Nothing could deter Christina Applegate from fulfilling her Broadway dream.
The actress, who was Tony-nominated for her star turn as Charity Hope Valentine in the 2005 Broadway revival of Sweet Charity, revealed in her memoir You with the Sad Eyes: A Memoir (out now) that she was willing to do anything to ensure that the production made it to Broadway.
After the Married... with Children alum broke her foot during the show’s out-of-town run in Chicago, understudy Charlotte d'Amboise filled in before producers announced that the production would not transfer to New York due to lack of interest without Applegate in the titular role.
Applegate wrote in You with the Sad Eyes that doctors expected her broken fifth metatarsal to heal in 12 weeks — but she was determined to get back up on her feet, quite literally, in six.
“My doctor called me. ‘I’ve never seen a bone heal this fast before,’ he said,” Applegate, 54, wrote. “The next call I got was about ticket sales in New York plummeting because people had heard that I might not be in the show.
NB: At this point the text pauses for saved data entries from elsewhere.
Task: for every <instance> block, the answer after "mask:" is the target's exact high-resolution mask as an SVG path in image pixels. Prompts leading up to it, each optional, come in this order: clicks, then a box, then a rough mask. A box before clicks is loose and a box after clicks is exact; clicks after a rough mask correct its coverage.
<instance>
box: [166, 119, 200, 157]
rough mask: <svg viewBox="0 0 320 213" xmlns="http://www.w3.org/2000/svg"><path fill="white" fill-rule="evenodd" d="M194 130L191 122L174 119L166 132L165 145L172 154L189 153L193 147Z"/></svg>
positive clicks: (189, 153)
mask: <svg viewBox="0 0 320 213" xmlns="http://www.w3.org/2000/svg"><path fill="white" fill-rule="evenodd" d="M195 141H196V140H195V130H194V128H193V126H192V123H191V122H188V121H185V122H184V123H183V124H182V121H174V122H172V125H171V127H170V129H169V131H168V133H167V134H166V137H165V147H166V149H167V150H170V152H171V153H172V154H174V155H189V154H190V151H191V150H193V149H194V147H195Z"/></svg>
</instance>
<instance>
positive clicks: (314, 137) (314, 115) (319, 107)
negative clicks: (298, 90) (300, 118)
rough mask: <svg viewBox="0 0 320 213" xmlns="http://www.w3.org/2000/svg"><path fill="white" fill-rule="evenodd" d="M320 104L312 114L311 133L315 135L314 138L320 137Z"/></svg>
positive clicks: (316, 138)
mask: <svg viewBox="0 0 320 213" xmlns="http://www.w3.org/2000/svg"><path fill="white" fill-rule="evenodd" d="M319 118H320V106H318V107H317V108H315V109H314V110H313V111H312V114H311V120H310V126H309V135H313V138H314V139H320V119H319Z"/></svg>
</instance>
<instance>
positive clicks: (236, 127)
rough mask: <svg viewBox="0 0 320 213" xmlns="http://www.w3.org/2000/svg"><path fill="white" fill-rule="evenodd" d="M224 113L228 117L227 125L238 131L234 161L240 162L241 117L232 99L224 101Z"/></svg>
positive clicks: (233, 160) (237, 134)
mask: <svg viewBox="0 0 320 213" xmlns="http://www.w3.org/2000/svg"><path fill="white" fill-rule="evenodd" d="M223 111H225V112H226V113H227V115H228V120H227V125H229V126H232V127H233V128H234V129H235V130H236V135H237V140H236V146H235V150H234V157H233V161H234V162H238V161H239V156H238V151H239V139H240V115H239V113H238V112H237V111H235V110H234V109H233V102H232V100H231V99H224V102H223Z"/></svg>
I was told Sweet Charity was shutting down.”
At that moment, Applegate said she “started calling everyone, from the director of Jaws on down” in hopes that someone would invest in the revival, which at the time also starred Denis O'Hare as Oscar Lindquist.
She told director Steven Spielberg, “I need a break. In the form of half a million dollars.” However, “I got nowhere with anyone,” she wrote.
That’s when Applegate decided to invest.
“I put up the $500,000 myself,” she revealed. “My agent said to me, ‘Either you’re the stupidest person I’ve ever met or you’re a f**king genius.’ Turns out it was a bit of both. Stupid: It was half a million bucks. Genius: The other investors realized I was serious, and by Sunday — the deeply appropriate day of the resurrection of the Lord — I got a call that confirmed we had the money we needed to continue.”
Applegate said that she begged the cast members to not take another job, knowing that the news would soon be announced that they’d play the Al Hirschfeld Theatre on 45th Street.
But first, she had to prove to the production team that she could still dance Wayne Cilento’s athletic choreography.
“I put on my unitard and my chopped-off sweatpants and my Fosse boot with the brace inside, little wires and metal to keep the foot from moving too much, and I did it,” Applegate wrote.
The musical — featuring music by Cy Coleman, lyrics by Dorothy Fields and a book by Neil Simon — officially opened on May 4, 2005, and Applegate received a Tony nomination for Best Actress in a Musical.
“I pushed so hard and fought so hard not because I needed to play Charity and win a prize,” she wrote in her memoir. “Instead, I had tapped into a self-protectiveness that had been slowly building within me. I had to protect twenty-six people I loved, twenty-six people I’d just spent months rehearsing with, who were going to lose their jobs if I didn’t dance.”
You with the Sad Eyes: A Memoir is currently available.